3. Apparatus as claimed in claim 1, suitable for measuring how the pressure pulse waveform and the linear blood flow velocity vary over the period of a respiratory cycle.

4. Apparatus as claimed in claim 1, wherein a solid state transducer is used to measure intra-ocular pressure.

5. Apparatus as claimed in claim 4, wherein a suitable solid state transducer operates in conjunction with a suitable telemetry system to process the data.

6. Apparatus as claimed in claim 1, wherein an ocular pneumotonometer is used to measure intra-ocular pressure.

7. Apparatus as claimed in claim 1, wherein the blood velocity profile measurement means is an ultrasound device.

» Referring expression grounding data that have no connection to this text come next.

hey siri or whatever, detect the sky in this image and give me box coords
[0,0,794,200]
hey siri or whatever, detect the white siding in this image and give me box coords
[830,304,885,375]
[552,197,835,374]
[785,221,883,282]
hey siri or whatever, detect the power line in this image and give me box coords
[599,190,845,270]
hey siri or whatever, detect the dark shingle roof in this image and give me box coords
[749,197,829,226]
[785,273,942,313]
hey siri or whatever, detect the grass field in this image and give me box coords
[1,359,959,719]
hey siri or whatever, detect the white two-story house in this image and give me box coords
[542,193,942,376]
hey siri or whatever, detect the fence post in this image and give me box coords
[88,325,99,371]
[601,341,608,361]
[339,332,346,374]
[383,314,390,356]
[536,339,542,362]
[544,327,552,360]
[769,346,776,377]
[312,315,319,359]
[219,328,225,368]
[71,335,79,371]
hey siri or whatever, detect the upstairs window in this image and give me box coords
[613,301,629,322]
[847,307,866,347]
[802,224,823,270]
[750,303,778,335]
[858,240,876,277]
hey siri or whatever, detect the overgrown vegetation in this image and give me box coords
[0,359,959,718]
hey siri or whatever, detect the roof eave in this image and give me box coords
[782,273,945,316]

8. Apparatus as claimed in claim 7, wherein the ultrasound device is a doppler ultrasound imager.

9. Apparatus as claimed in claim 1 further comprising motion picture generation means to produce moving images of an artery.

10. Apparatus as claimed in claim 9, wherein the moving images are capable of being used to ensure that a user of the apparatus can accurately identify the location of an artery.

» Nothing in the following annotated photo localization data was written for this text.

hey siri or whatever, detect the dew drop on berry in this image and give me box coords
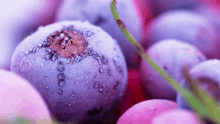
[93,82,100,89]
[57,89,63,95]
[58,73,65,80]
[99,68,104,73]
[99,87,104,93]
[58,80,65,87]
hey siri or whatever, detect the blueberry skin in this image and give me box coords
[56,0,141,67]
[140,39,206,101]
[10,21,128,123]
[147,0,198,16]
[177,59,220,111]
[143,10,219,59]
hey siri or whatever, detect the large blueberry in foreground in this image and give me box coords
[140,39,206,101]
[11,21,128,123]
[56,0,141,67]
[177,59,220,111]
[143,10,219,59]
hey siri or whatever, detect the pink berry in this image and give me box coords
[117,99,177,124]
[0,70,51,123]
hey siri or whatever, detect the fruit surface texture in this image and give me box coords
[11,21,128,123]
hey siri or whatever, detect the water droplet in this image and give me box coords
[66,59,70,64]
[58,73,65,80]
[116,66,124,73]
[58,80,65,87]
[42,42,50,47]
[38,43,42,48]
[45,53,52,60]
[75,55,83,63]
[45,47,52,53]
[94,74,98,78]
[52,53,58,61]
[112,57,120,66]
[57,89,63,95]
[149,107,155,113]
[58,64,65,72]
[32,47,37,53]
[45,86,48,89]
[68,104,71,106]
[25,51,29,55]
[114,81,120,90]
[99,87,104,93]
[64,37,69,41]
[60,33,65,38]
[72,94,75,97]
[107,68,111,76]
[40,64,43,67]
[93,82,100,89]
[99,68,104,73]
[101,56,108,65]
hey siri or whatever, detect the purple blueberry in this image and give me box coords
[10,21,128,123]
[143,10,219,59]
[177,59,220,111]
[140,39,206,101]
[56,0,142,67]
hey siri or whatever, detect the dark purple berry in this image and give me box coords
[143,10,219,59]
[140,39,206,101]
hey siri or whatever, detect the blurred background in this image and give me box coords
[0,0,219,123]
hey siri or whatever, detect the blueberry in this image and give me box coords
[140,39,206,101]
[177,59,220,111]
[56,0,142,67]
[143,10,219,59]
[11,21,128,123]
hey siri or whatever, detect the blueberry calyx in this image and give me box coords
[47,29,88,58]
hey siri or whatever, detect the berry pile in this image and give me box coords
[0,0,219,123]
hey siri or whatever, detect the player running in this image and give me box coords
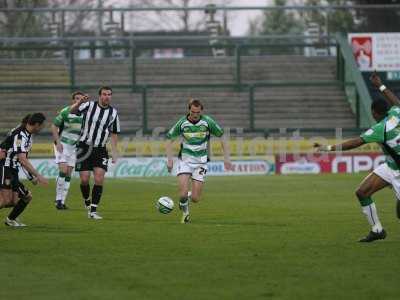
[166,98,233,224]
[51,92,86,210]
[315,72,400,242]
[0,113,48,227]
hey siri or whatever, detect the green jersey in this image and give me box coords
[360,106,400,170]
[166,115,224,164]
[53,106,83,146]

11. Apparatus as claimed in claim 1, where in the change in the pulsatile intra-ocular pressure waveform and the linear blood flow velocity are measured sequentially.

12. Apparatus as claimed in claim 1, wherein the means for calculating the vascular impedance modulus comprises means for;

obtaining the fourier transform of the intra-ocular pressure pulse waveform and the linear blood flow velocity and dividing the transformed values of the pulsatile change in the intra-ocular pressure pulse by the transformed retrobulbar blood flow velocity.

13. Apparatus as claimed in claim 1, wherein the pulsatile change in intra-ocular pressure has a phase associate therewith.

14. Apparatus as claimed in claim 1, wherein the intra-ocular blood velocity has a phase associated therewith.

15. A method for the measurement of vascular impedance of the ocular micro circulation in vivo, comprising the steps of: measuring the intra-ocular pressure pulse waveform of the ocular network; measuring the linear blood flow velocity in the retrobulbar circulation; and calculating the vascular impedance modulus from the intra ocular pressure pulse waveform and the linear blood flow velocity waveform.

16. A method as claimed in claim 15, wherein the pressure pulse waveform and the linear blood flow velocity are measured over the period of a respiratory cycle, and their variation therewith is measured.

17. A method as claimed in claim 16, wherein the variations are used in the calculation of the vascular impedance modulus.

18. A method as claimed in claim 15, further comprising the steps of recording moving images of an artery.

19. A method as claimed in claim 18, wherein the moving images are used to accurately identify the location of an artery.

20. A method as claimed in claim 15, wherein the change in the pulsatile intra-ocular pressure waveform and the linear blood flow velocity are measured sequentially.

21. A method as claimed in claim 15, wherein the step of calculating the vascular impedance modulus comprises the steps of;

obtaining the fourier transform of the intra-ocular pressure pulse waveform and the linear blood flow velocity and dividing the transformed values of the pulsatile change in the intra-ocular pressure pulse by the transformed retrobulbar blood flow velocity.